I was already planning on that, thanks!

"Used to use epoxy primer in the helicoil drilled hole prior to inserting the helicoil itself. This was on aircraft parts. Prevents corrosion electrogalvanic rot whatever. Some of the guys actually inserted the helicoil with a very thin coating of epoxy applied lightly to the outside of the insert when they screwed it into place. " Thats something to consier, thank you!

"dang it isn't rocket science" lol also duly noted! Just don't want to screw up a several hundred dollar part! http://bbs.homeshopmachinist.net//smile.gif

Thanky you John, sounds like that might be the way to go!

Joe- tried everything i could think of to get it out. Drilled w/ left hand drill and nothing. Tried e-z out, nothing. Tried a rigid brand broken bolt remover, twisted the tool but still couldnt get the threaded part out. I don't know if the guy put some epoxy on it or what. I heated it to soften any locktite, even locktite's high heat stuff was only good for 700 seems to me. I dunno what the deal was with that bolt but sure as heck wasnt coming out so through i drilled http://bbs.homeshopmachinist.net//smile.gif

lynnl
03-07-2006, 04:58 PM
If this is a steel bolt in aluminum case, can you position it so that you can keep the broken bolt immersed in a solution of alum?

That's been reported as very effective in dissolving steel within aluminum.

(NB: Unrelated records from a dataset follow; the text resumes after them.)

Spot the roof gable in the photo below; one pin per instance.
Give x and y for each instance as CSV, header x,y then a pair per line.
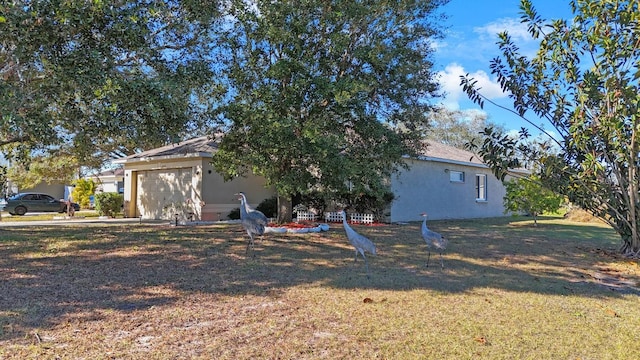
x,y
440,152
205,146
202,146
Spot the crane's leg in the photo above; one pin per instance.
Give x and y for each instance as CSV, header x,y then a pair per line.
x,y
249,244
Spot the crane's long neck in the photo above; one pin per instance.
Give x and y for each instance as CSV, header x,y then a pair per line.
x,y
243,207
344,221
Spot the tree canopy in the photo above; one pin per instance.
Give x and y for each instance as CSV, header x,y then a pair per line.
x,y
94,78
584,80
526,194
325,93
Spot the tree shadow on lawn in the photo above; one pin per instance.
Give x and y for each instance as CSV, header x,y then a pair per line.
x,y
84,271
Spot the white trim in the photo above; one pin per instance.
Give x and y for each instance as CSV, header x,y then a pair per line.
x,y
447,161
134,159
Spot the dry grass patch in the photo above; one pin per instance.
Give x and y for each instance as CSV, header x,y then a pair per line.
x,y
508,291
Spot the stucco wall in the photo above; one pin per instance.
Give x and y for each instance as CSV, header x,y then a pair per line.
x,y
426,187
219,197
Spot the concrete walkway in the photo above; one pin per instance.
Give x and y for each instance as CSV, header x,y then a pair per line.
x,y
6,222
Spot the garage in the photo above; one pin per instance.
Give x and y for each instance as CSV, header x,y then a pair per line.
x,y
159,190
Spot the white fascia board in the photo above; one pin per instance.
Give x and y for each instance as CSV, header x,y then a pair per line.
x,y
161,158
448,161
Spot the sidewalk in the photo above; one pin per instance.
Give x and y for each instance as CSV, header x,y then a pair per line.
x,y
6,222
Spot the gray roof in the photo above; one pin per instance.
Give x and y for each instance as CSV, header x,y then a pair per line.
x,y
204,146
440,152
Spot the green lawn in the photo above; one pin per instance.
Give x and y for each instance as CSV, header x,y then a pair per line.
x,y
508,291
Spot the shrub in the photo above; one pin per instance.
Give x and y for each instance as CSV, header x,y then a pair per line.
x,y
83,189
109,204
234,214
269,207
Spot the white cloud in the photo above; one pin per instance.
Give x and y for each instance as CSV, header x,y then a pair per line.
x,y
450,81
516,29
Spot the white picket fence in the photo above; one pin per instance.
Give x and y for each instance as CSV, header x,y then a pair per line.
x,y
333,216
355,218
362,218
305,216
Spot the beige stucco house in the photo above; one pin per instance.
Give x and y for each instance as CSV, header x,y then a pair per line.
x,y
111,180
445,182
180,178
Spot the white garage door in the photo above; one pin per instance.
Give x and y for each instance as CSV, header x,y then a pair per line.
x,y
160,189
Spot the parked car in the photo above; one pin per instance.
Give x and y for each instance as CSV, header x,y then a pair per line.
x,y
22,203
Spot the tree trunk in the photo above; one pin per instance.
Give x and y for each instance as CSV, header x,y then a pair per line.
x,y
284,209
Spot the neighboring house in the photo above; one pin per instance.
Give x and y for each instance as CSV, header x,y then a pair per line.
x,y
446,183
180,177
110,181
57,190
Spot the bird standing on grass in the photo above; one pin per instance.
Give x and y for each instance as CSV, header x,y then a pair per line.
x,y
434,239
359,242
253,221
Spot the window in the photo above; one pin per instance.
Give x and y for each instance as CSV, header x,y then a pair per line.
x,y
456,176
481,187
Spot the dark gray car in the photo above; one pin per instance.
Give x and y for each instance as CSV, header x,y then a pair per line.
x,y
22,203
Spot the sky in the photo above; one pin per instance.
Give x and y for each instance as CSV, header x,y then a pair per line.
x,y
470,44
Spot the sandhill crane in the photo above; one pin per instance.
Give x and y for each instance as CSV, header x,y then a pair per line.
x,y
434,239
359,242
253,221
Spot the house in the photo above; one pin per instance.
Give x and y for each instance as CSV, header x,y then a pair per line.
x,y
446,183
110,181
179,178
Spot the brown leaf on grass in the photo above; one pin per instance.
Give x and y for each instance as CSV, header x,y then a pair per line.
x,y
612,313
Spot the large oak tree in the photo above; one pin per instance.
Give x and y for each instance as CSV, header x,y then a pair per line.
x,y
94,79
325,93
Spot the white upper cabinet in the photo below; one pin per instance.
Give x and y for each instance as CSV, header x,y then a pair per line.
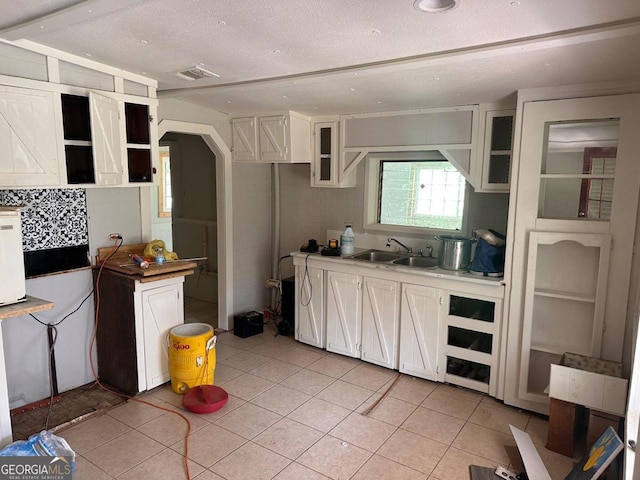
x,y
325,168
573,236
105,135
244,135
309,309
452,131
271,139
495,152
107,142
29,152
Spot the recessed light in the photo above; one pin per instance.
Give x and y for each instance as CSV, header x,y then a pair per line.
x,y
434,6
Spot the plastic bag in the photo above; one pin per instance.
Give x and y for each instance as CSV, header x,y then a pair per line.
x,y
44,443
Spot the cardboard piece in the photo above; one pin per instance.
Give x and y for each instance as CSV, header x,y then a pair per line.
x,y
592,465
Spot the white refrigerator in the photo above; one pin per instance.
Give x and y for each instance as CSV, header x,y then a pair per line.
x,y
12,281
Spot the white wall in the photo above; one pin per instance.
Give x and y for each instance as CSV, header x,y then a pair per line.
x,y
308,212
25,340
193,173
114,210
251,236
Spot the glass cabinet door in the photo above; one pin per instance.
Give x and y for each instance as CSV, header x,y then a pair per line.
x,y
578,170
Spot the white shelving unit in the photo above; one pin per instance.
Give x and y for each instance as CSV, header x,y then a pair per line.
x,y
564,306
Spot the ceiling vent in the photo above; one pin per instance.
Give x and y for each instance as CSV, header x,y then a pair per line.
x,y
196,73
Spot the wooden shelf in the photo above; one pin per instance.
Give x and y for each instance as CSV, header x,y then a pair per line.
x,y
30,305
578,297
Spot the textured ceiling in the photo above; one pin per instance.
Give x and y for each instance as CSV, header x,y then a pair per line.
x,y
335,56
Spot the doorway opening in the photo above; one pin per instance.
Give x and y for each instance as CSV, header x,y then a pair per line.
x,y
190,199
200,170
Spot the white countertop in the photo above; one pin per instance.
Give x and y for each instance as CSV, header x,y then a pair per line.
x,y
386,266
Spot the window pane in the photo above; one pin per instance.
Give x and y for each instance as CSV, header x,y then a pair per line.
x,y
426,194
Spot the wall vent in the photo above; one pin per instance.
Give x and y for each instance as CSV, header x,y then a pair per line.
x,y
196,73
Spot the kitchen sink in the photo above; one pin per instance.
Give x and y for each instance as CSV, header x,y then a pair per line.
x,y
394,258
377,256
420,262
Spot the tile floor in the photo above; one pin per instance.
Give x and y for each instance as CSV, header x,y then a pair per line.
x,y
297,413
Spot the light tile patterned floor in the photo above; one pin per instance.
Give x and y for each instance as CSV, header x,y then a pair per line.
x,y
296,413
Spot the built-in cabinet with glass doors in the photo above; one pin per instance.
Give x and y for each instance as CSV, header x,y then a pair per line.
x,y
572,240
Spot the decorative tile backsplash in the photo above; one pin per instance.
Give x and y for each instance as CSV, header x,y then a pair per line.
x,y
52,218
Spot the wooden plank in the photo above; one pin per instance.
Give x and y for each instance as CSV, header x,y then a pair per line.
x,y
180,273
121,255
31,305
132,268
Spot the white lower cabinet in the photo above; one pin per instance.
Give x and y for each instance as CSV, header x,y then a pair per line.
x,y
362,318
309,309
419,320
344,313
135,321
162,309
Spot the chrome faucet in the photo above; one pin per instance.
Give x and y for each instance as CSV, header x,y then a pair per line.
x,y
408,249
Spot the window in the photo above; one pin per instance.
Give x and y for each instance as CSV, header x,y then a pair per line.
x,y
412,194
164,192
596,194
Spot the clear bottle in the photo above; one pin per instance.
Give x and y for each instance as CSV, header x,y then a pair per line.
x,y
347,241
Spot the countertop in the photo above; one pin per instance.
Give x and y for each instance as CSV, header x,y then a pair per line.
x,y
426,272
30,305
122,263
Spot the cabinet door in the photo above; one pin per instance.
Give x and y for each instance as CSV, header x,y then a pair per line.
x,y
380,322
28,146
419,325
324,168
162,309
244,138
310,322
344,304
273,139
497,153
106,140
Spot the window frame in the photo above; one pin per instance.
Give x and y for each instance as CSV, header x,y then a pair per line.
x,y
372,193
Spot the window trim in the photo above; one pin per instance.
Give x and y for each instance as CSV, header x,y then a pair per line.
x,y
372,193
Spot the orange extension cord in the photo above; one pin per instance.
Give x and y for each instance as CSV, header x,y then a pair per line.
x,y
95,375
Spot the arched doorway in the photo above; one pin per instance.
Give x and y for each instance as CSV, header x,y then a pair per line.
x,y
224,208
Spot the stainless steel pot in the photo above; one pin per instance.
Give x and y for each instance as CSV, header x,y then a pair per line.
x,y
454,252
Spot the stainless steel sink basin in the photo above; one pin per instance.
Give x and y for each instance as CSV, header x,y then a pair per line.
x,y
377,256
420,262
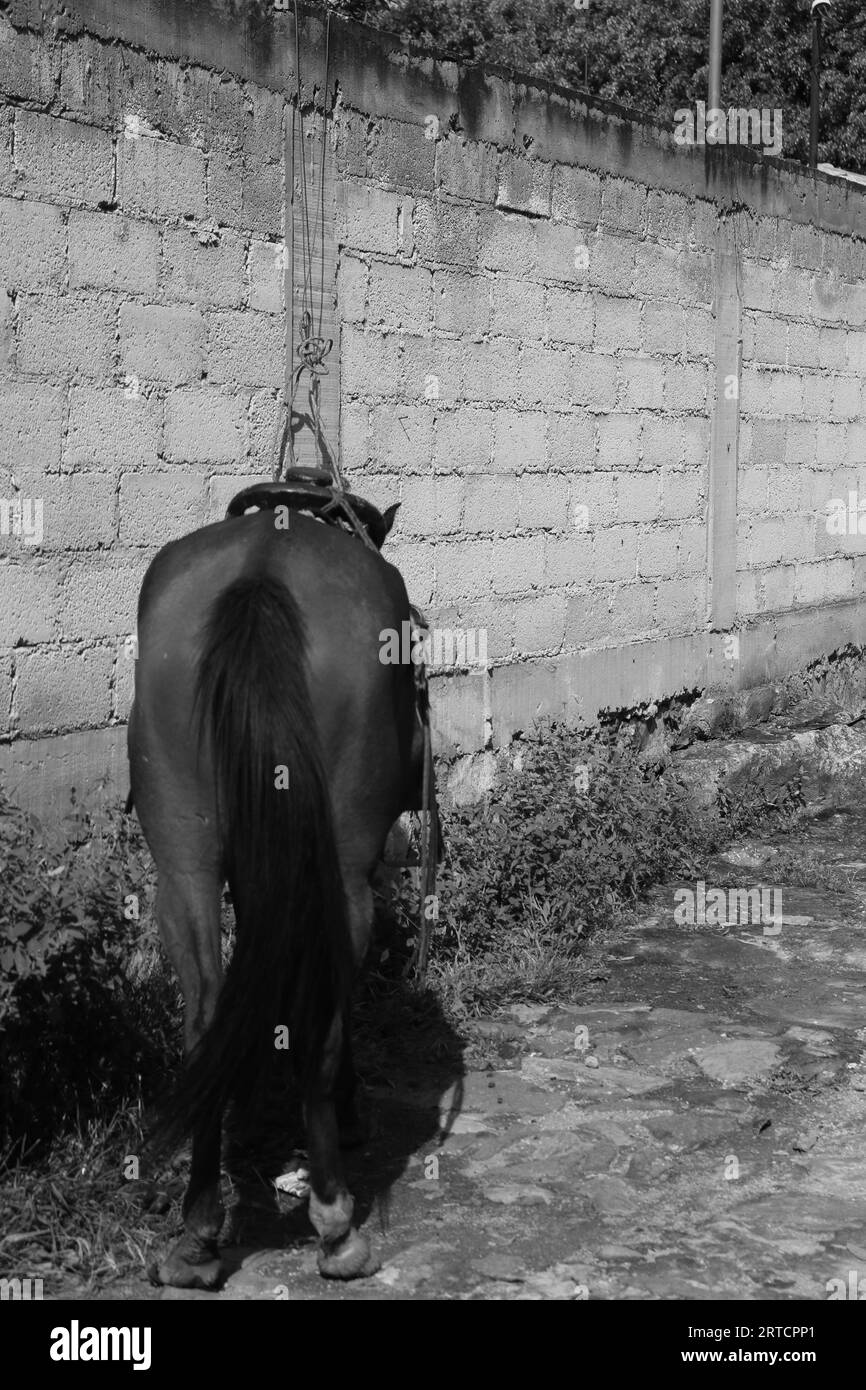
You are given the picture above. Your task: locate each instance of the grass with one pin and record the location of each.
(89, 1015)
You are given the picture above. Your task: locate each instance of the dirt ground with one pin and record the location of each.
(692, 1127)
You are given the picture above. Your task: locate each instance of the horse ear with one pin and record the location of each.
(389, 514)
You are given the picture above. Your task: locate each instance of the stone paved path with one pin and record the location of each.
(692, 1127)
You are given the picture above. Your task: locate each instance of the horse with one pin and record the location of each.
(273, 748)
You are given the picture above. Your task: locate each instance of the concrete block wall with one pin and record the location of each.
(534, 299)
(142, 344)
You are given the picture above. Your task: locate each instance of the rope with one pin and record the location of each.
(313, 348)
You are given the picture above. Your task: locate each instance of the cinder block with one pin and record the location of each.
(542, 378)
(7, 334)
(206, 426)
(431, 505)
(63, 160)
(619, 442)
(519, 309)
(99, 597)
(687, 385)
(266, 267)
(572, 441)
(804, 345)
(401, 153)
(801, 442)
(110, 428)
(28, 66)
(63, 337)
(569, 559)
(113, 252)
(642, 382)
(517, 565)
(845, 398)
(463, 441)
(462, 303)
(32, 428)
(369, 218)
(576, 195)
(540, 624)
(588, 619)
(597, 496)
(157, 508)
(160, 344)
(66, 690)
(463, 569)
(371, 363)
(699, 332)
(467, 168)
(663, 330)
(610, 264)
(263, 198)
(225, 189)
(752, 489)
(617, 324)
(623, 206)
(631, 610)
(492, 505)
(680, 605)
(544, 502)
(669, 217)
(659, 552)
(570, 316)
(416, 563)
(594, 381)
(615, 551)
(697, 442)
(560, 253)
(659, 271)
(663, 442)
(505, 242)
(399, 296)
(491, 370)
(524, 185)
(245, 348)
(160, 178)
(398, 438)
(199, 271)
(28, 602)
(446, 232)
(777, 587)
(758, 285)
(32, 245)
(350, 288)
(816, 396)
(79, 512)
(765, 339)
(638, 494)
(683, 495)
(433, 369)
(520, 444)
(831, 441)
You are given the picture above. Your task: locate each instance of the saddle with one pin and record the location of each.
(313, 489)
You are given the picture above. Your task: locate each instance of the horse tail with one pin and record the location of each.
(291, 966)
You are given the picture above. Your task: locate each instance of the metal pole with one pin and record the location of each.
(713, 85)
(816, 86)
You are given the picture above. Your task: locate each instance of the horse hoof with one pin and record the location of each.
(180, 1272)
(348, 1258)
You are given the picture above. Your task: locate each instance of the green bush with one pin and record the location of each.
(86, 1009)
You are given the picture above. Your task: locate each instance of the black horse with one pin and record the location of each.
(273, 748)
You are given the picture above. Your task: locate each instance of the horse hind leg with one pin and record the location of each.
(188, 916)
(345, 1251)
(350, 1111)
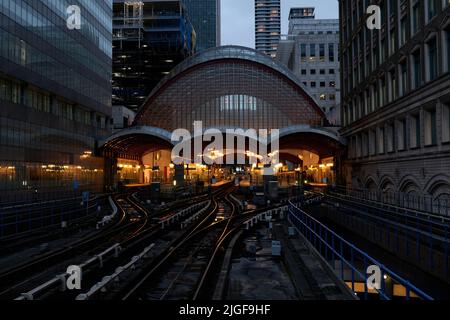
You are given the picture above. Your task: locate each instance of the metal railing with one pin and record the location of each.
(349, 262)
(423, 203)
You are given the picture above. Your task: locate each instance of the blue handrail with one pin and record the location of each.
(316, 232)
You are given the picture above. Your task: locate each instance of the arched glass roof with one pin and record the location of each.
(230, 86)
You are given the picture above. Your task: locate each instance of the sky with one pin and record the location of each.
(238, 18)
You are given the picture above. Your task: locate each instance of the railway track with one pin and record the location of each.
(132, 229)
(188, 270)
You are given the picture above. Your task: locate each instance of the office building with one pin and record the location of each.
(150, 37)
(396, 101)
(55, 97)
(205, 18)
(311, 51)
(267, 26)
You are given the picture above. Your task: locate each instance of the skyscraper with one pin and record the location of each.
(311, 51)
(55, 97)
(267, 26)
(396, 103)
(205, 17)
(150, 37)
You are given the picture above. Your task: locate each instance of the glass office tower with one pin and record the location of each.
(55, 96)
(267, 26)
(150, 38)
(205, 17)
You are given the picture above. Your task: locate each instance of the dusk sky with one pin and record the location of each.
(238, 18)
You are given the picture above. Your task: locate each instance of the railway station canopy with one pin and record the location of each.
(229, 87)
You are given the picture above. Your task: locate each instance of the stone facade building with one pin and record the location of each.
(396, 101)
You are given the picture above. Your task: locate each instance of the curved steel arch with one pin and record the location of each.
(233, 86)
(309, 129)
(139, 130)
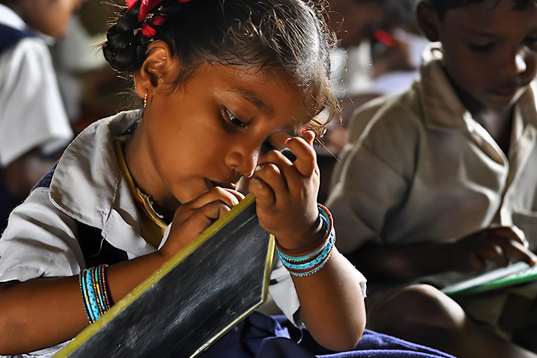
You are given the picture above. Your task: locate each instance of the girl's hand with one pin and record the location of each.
(192, 218)
(500, 245)
(286, 193)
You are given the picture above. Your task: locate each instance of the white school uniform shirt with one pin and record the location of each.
(32, 114)
(88, 186)
(420, 168)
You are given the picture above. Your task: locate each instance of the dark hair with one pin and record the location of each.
(441, 6)
(289, 37)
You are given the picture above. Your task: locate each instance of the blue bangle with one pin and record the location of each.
(94, 292)
(312, 263)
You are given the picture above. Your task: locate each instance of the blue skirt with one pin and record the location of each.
(261, 336)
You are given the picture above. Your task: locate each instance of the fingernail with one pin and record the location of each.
(234, 201)
(256, 182)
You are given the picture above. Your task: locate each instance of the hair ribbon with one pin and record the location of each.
(145, 7)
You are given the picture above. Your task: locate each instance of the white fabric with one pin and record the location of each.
(31, 110)
(420, 168)
(40, 240)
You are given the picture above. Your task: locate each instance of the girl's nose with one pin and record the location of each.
(520, 63)
(243, 160)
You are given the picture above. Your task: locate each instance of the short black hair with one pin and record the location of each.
(442, 6)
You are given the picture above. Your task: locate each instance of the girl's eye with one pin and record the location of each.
(482, 47)
(234, 120)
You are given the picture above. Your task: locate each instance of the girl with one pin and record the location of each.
(223, 83)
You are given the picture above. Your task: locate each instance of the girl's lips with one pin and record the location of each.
(213, 184)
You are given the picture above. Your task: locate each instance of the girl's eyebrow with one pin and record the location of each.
(251, 97)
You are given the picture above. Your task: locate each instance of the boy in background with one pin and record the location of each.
(442, 182)
(33, 122)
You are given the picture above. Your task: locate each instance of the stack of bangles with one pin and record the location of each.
(94, 292)
(307, 263)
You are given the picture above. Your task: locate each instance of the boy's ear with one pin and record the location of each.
(428, 20)
(157, 69)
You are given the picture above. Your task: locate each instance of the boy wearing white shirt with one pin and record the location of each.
(442, 180)
(33, 122)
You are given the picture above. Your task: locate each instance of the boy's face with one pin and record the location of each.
(211, 131)
(490, 52)
(48, 16)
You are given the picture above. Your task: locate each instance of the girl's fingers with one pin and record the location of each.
(495, 253)
(271, 175)
(519, 252)
(510, 233)
(228, 197)
(265, 196)
(185, 232)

[This message has been edited by lynnl (edited 03-07-2006).]

Fasttrack
03-07-2006, 05:02 PM
Wow! You can even request a free sample from E-Z lock! Thank you very much for that website! I think i'll get a kit - working on this truck i am bound to break off more bolts and screw up plenty of threads http://bbs.homeshopmachinist.net//smile.gif

Fasttrack
03-07-2006, 05:12 PM
Well i've already got the bolt drilled out, but i did considering talking w/ my chem teacher to see if she could hook me up with a sol'n i had in mind to dissolve it, but the trouble is the bolt is going up from the underside and i can't really get at the top of the hole. I could if i took the tranny out, but thats not really feasible in my case for several reasons (not least of which is the homeowners association) Thanks for the suggestion though!